Rada Europy postanowiła „zatroszczyć” się o stan demokracji na Węgrzech, w opublikowanym przez tę organizację raporcie skrytykowane zostały polityczne naciski na media oraz rasizm rzekomo występujący w tym kraju. Raport został napisany przez łotewskiego politologa i prawnika Nilsa Muižnieksa po jego lipcowej wizycie na Węgrzech.
Muižnieks piastujący funkcję komisarza Rady Europy do spraw praw człowieka uznał, że „Węgry winny lepiej gwarantować wolność mediów, walczyć z endemiczną nietolerancją i dyskryminacją, a także zwiększyć ochronę praw człowieka i imigrantów”. Nie wyjaśnił on jednak czym takim jest „endemiczna nietolerancja”.
Według raportu „studzący media efekt” występuje z powodu kar przewidzianych w węgierskim prawie i podatności mediów na polityczne naciski ze strony rady ds. mediów posiadającej szerokie uprawnienia w tym kraju. Aby zlikwidować te szkodliwe w opinii Rady Europy tendencje, raport proponuje „wzmocnienie niezależności organów regulacji mediów oraz depenalizację zniesławienia”.
Muižnieks zaniepokoił się również „wzrostem rasizmu i nietolerancji” na Węgrzech, które mają godzić w Cyganów, Żydów, homoseksualistów, osoby ubiegające się o azyl i ubogich. Według komisarza te zjawiska nasilają się pomimo zaostrzenia prawa dotyczącego mowy nienawiści.
Szczególne zaniepokojenie u Muižnieksia budzi Ruch na rzecz Lepszych Węgier (Jobbik) ze względu na ich „antysemicką retorykę i wrogie nastawienie do Romów” oraz związki z „organizacjami ekstremistycznymi”, czy też próby zakazu parady dewiantów „Gay Pride”.
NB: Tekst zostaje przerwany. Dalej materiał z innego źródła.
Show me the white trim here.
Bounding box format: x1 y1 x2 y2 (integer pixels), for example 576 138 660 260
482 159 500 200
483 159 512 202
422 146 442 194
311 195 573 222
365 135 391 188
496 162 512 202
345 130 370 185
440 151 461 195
Raport pochyla się również nad losem uchodźców ubiegających się o azyl, którzy trafiają na Węgrzech do więzienia. W tym lecie 25% z nich trafiło za kraty. Dzieje się tak, ponieważ na Węgrzech przepisy prawne zakazują osobie o nieuregulowanej sytuacji ubiegać się o status bezpaństwowca.